Insoweit also der Antragstellter unter Verweis auf den Beschluß des Untersuchungsrichters vom 23.12.1992 für seine ha eingebrachte Beschwerde vom 22.2.1992 den Erneuerungstatbestand releviert, wäre der Antrag als unzulässig zurückzuweisen gewesen, soweit jedoch der Antragsteller §69 Abs1 litc AVG geltend macht, ist er im Recht.
Unter einer Vorfrage im Sinne der §38 und 69 Abs1 litc AVG ist eine für die Entscheidung der Verwaltungsbehörde präjudizielle Rechtsfrage zu verstehen, über die als Hauptfrage - als Gegenstand eines rechtsfeststellenden oder rechtsgestaltenden Abspruches - von einer anderen Verwaltungs- oder Gerichtsbehörde oder auch von derselben Behörde, jedoch in einem anderen Verfahren, zu entscheiden ist (etwa VwSlg 10383A mwN).
Nach §69 Abs1 litc AVG ist dem Antrag einer Partei auf Wiederaufnahme eines Verfahrens dann, wenn der Bescheid von einer Vorfrage abhängig war und nachträglich über diese Vorfrage in wesentlichen Punkten anders entschieden wurde, stattzugeben.
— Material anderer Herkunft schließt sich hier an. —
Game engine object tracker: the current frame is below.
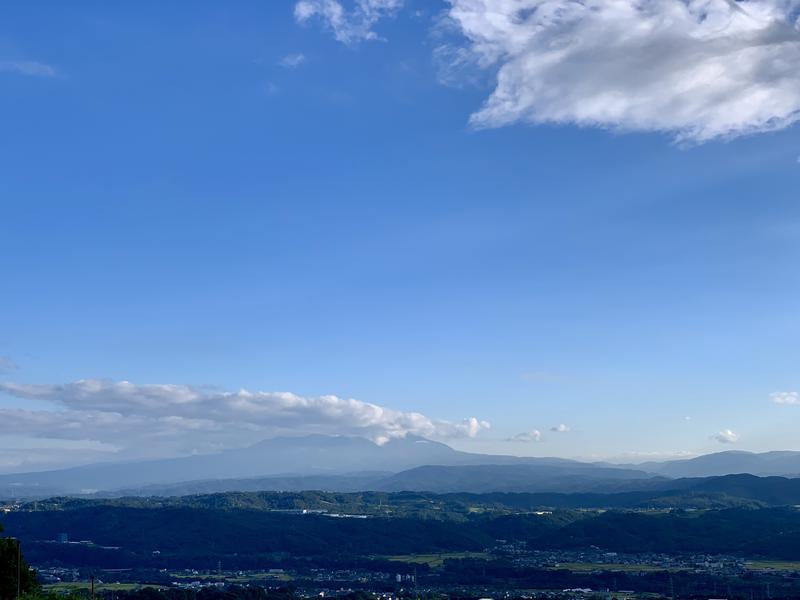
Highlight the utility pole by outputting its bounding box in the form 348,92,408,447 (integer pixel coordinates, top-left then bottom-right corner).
17,538,22,600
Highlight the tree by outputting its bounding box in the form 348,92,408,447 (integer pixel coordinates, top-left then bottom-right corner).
0,525,39,600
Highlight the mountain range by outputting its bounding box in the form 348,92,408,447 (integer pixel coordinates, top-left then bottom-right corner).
0,435,800,498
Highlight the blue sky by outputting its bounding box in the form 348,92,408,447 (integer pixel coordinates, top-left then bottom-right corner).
0,0,800,470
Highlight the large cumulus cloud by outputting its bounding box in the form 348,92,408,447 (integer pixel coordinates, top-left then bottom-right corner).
296,0,800,143
449,0,800,142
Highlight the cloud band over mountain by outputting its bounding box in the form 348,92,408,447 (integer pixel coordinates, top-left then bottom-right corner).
0,379,489,468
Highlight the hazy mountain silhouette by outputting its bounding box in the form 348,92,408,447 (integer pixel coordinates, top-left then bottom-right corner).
0,435,800,498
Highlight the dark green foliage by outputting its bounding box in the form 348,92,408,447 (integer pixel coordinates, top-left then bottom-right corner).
0,525,38,600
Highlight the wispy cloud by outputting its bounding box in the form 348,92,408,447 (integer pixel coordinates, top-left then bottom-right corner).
506,429,542,444
711,429,739,444
769,392,800,405
294,0,403,44
278,52,306,69
0,380,489,460
0,60,58,77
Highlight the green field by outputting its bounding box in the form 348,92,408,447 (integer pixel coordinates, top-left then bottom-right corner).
383,552,489,568
554,563,676,573
42,581,163,594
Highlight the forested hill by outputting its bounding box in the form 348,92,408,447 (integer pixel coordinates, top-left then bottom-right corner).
3,503,800,568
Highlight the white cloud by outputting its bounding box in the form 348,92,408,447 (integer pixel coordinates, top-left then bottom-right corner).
506,429,542,443
449,0,800,142
278,52,306,69
0,60,57,77
0,380,489,460
711,429,739,444
294,0,404,44
295,0,800,143
769,392,800,404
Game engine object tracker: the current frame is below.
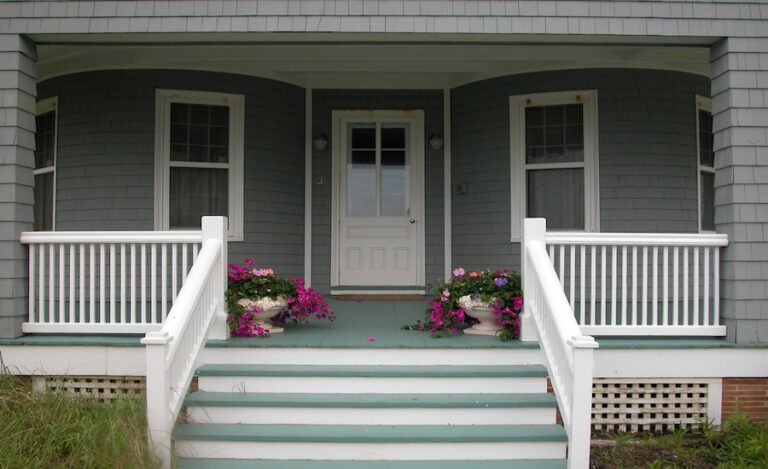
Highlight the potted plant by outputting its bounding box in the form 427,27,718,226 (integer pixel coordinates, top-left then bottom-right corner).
408,268,523,340
226,259,335,337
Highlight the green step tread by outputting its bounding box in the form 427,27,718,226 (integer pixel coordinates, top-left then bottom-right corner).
175,424,567,443
197,364,547,378
176,458,568,469
184,392,557,408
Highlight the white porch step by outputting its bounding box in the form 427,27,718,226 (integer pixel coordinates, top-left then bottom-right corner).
197,365,547,394
185,392,557,425
175,424,567,461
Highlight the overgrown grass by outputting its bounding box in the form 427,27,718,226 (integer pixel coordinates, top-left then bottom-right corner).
0,374,158,469
591,415,768,469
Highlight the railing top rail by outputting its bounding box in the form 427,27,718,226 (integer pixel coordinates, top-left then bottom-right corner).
526,241,597,350
141,239,221,356
20,231,203,244
546,231,728,247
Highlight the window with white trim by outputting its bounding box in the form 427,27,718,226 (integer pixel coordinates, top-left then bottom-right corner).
510,90,599,240
155,90,245,240
34,97,59,231
696,96,715,231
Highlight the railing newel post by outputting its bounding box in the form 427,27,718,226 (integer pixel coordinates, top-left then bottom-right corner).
202,217,229,340
520,218,547,342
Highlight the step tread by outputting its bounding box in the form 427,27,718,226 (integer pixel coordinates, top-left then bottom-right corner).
175,424,567,443
184,392,557,408
176,458,568,469
197,364,547,378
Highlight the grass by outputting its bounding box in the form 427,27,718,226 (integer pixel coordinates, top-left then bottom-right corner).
591,415,768,469
0,374,158,469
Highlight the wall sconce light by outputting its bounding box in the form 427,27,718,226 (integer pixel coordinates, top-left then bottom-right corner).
429,132,445,150
312,134,328,151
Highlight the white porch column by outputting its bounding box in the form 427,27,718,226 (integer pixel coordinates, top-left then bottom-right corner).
0,34,37,338
710,38,768,342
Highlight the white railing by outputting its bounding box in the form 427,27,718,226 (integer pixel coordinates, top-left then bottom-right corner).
546,233,728,335
21,231,201,333
521,218,597,469
141,217,227,468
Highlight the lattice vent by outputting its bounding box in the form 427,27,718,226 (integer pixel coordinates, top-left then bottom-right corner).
34,376,147,401
592,378,709,432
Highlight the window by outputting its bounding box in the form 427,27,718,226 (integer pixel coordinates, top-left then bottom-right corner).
696,96,715,231
34,97,59,231
510,90,599,240
155,90,245,240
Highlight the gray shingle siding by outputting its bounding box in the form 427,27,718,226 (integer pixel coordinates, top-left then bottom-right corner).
0,35,36,337
312,90,444,290
39,70,304,276
451,69,709,269
711,38,768,342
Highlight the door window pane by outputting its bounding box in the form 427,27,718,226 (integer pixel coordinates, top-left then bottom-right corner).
347,148,377,217
34,172,54,231
170,167,229,228
527,168,584,230
700,171,715,231
525,104,584,164
170,103,229,163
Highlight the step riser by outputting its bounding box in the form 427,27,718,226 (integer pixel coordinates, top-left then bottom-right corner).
198,376,547,394
187,406,555,425
200,347,543,366
175,441,565,461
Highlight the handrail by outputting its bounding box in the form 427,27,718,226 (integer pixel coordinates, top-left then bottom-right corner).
141,217,227,468
20,231,202,244
545,231,728,247
522,219,598,469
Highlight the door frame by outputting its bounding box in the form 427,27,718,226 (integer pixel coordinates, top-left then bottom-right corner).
331,109,426,287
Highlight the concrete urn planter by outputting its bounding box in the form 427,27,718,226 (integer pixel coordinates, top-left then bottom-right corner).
458,295,502,335
238,297,288,334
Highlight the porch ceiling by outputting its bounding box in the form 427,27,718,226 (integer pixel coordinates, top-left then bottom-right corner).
38,42,709,89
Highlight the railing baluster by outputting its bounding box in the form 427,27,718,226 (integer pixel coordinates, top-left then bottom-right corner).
27,245,35,322
693,247,701,326
65,244,77,322
703,247,709,326
589,244,597,325
574,246,587,324
682,247,689,326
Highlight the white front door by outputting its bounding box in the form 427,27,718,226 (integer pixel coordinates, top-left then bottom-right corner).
332,111,424,286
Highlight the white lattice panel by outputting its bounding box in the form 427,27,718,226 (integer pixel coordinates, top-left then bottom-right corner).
592,378,710,432
34,376,147,400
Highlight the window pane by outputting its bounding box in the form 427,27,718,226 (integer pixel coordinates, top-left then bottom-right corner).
700,171,715,231
525,104,584,164
170,168,229,228
35,111,56,169
34,172,53,231
381,127,405,150
170,103,229,163
381,150,408,217
527,168,584,230
347,149,377,217
699,110,715,168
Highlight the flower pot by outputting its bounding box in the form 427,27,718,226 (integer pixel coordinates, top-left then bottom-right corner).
458,295,503,335
238,297,287,334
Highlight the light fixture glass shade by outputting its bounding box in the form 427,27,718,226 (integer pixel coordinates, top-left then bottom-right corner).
429,132,444,150
312,134,328,151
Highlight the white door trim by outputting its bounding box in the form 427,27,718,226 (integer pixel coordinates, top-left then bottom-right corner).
331,109,426,287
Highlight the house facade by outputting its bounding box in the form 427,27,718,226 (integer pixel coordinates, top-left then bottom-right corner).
0,0,768,464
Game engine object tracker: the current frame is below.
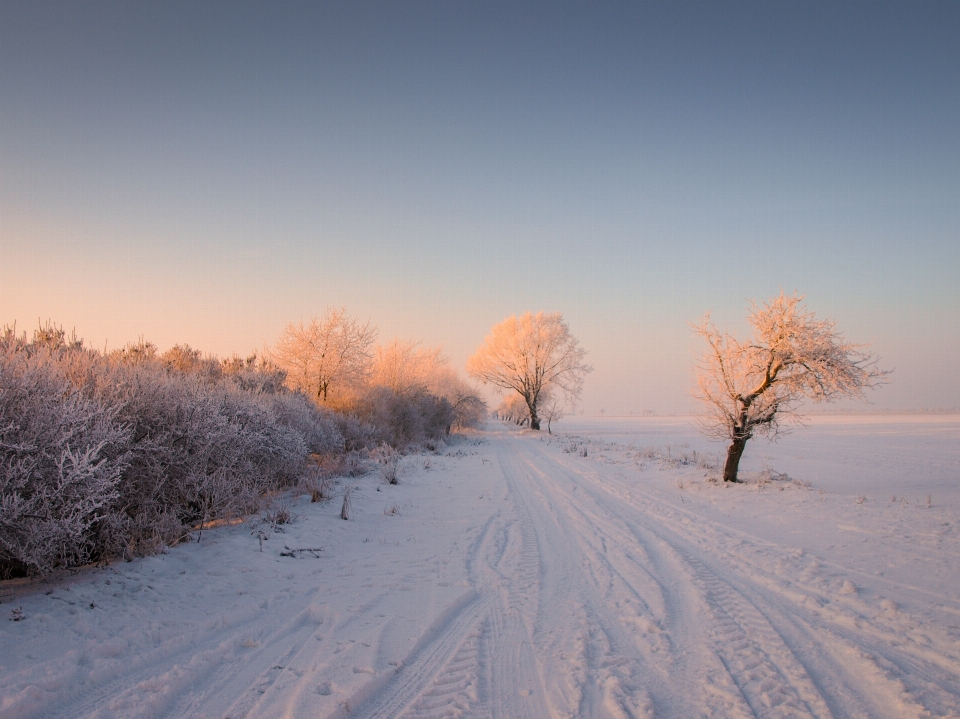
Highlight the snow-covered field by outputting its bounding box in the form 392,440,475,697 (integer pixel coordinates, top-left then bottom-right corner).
0,416,960,719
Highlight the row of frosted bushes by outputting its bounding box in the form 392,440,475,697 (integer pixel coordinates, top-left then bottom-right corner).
0,327,454,578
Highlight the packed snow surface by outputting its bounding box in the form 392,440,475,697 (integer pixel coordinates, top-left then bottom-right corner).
0,416,960,719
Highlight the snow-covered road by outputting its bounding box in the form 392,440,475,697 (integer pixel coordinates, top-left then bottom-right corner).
0,423,960,719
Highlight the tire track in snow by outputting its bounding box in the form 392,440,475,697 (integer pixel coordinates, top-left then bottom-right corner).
21,592,330,719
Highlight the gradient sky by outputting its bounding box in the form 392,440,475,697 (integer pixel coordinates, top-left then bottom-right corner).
0,2,960,414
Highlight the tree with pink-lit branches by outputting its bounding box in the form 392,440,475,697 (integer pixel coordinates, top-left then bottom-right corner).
694,292,889,482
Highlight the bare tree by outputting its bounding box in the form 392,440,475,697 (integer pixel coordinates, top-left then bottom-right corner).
271,307,377,402
467,312,593,429
694,292,889,482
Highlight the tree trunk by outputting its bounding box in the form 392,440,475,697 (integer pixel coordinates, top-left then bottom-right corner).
524,397,540,430
723,437,747,482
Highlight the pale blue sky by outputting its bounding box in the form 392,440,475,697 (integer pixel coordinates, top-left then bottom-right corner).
0,2,960,413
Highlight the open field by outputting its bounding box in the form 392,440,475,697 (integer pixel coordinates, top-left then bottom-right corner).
0,416,960,719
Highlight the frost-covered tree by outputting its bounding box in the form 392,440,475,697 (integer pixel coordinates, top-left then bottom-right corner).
467,312,593,429
694,292,888,482
538,386,567,434
270,307,377,402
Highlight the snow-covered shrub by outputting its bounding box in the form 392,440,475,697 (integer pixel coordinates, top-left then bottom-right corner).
94,361,307,547
0,325,336,576
0,338,129,577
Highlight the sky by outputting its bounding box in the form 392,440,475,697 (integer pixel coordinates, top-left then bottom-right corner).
0,0,960,415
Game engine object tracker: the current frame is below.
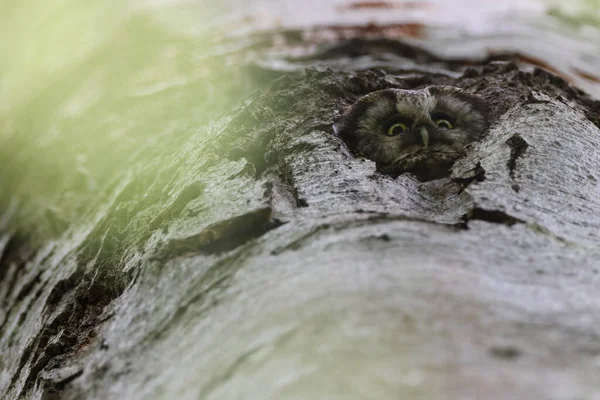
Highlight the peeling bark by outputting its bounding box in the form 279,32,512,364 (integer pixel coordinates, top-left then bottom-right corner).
0,38,600,400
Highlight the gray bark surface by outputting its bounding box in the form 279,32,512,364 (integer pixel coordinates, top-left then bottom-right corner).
0,42,600,400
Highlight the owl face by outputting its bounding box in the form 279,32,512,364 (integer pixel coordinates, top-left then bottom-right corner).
334,86,488,181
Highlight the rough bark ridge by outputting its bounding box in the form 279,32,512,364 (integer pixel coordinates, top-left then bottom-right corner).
0,57,600,400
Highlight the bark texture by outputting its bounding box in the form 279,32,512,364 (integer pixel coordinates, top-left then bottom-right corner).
0,42,600,400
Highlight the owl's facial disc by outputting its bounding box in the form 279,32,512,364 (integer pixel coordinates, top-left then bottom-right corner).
335,86,488,180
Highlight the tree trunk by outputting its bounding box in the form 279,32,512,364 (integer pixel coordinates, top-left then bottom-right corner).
0,35,600,400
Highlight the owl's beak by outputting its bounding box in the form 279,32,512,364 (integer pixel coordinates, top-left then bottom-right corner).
419,126,429,149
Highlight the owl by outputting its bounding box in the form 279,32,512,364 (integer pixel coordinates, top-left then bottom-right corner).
334,86,488,181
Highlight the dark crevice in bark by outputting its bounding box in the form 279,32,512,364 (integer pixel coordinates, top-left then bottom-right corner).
464,207,524,226
152,207,283,260
506,134,529,179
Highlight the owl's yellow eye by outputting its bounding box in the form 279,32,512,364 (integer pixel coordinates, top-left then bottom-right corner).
387,122,408,136
435,119,454,129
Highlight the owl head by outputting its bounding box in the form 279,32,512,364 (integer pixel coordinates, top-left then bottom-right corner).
334,86,488,181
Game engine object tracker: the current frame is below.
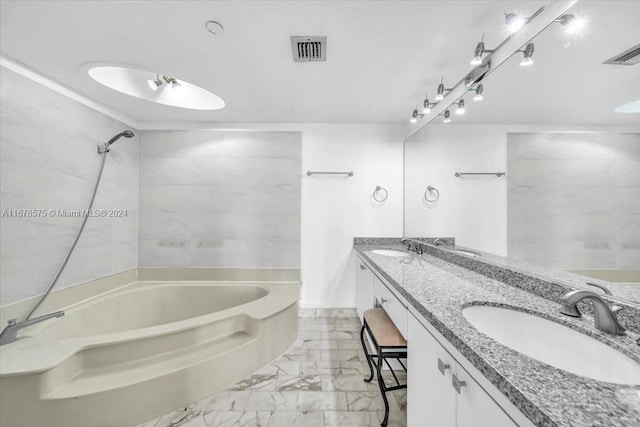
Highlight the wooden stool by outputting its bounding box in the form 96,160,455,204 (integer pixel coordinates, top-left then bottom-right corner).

Wenngleich es ständige Rechtsprechung des Verwaltungsgerichtshofes (etwa 90/02/0027, 0028, 0029, vom 20.6.1960) ist, daß Verwaltungsbehörden Vorfragen unterschiedlich beurteilen, ist aber für die Beurteilung des Vorfragentatbestandes jedenfalls maßgeblich, ob die für die Vorfrage relevanten Punkte von einer anderen Behörde inhaltlich insoweit anders entschieden worden sind, sodaß dies einen Wiederaufnahmeantrag zu begründen vermag. Nur dann, wenn die abweichende Lösung dieser Vorfrage zu einer anderen Entscheidung in der Hauptfrage führen kann, ist dem Antrag auf Wiederaufnahme des Verfahrens stattzugeben (VwSlg 3537A). Der dem Antrag auf Wiederaufnahme des Verfahrens zugrundeliegende Beschluß des Landesgerichtes Wien zur Zahl 24a Vr 4544/92 vom 23.12.1992 wurde vom Untersuchungsrichter getroffen und war gemäß §90 Abs1 StPO das Verfahren gegen den auch da unter beiden Namen geführten Jordan D (alias Marko R) eingestellt worden. Eine "Entscheidung" des Landesgerichtes für Strafsachen in der Sache ist - abgesehen vom Stadium der Vorerhebungen - nicht ergangen; wiewohl die erkennende Behörde auch nicht die Auffassung teilen hätte können, das Strafverfahren wegen Verdacht nach §83, 223 und 228 StGB, habe mit dem verfahrensgegenständlichen fremdenpolizeilichen Verfahren eine so enge Verflechtung, als dies als Vorfrage in wesentlichen Punkten die ha getroffene Entscheidung vom 21.7.1992 nachträglich beeinflussen hätte können. Eine Vorfrage im Sinne des §38 und §69 Abs1 litc AVG liegt nur dann vor, wenn der Tatbestand ein Element enthält, daß für sich allein Gegenstand der bindenden Entscheidung einer anderen Behörde ist. Zufolge des Einstellungsbeschlusses gemäß §90 Abs2 StPO war die für das Wiederaufnahmsverfahren zu beurteilende Vorfrage vom Landesgericht für Wien nicht abweichend gelöst worden; derartiges liegt allein schon deshalb nicht vor, weil das Landesgericht für Strafsachen Wien über den die Vorfrage bildenden Gegenstand der Namensgleichheit bzw Personenidentität vom Jordan D und Marko R endgültig nicht abgesprochen hat.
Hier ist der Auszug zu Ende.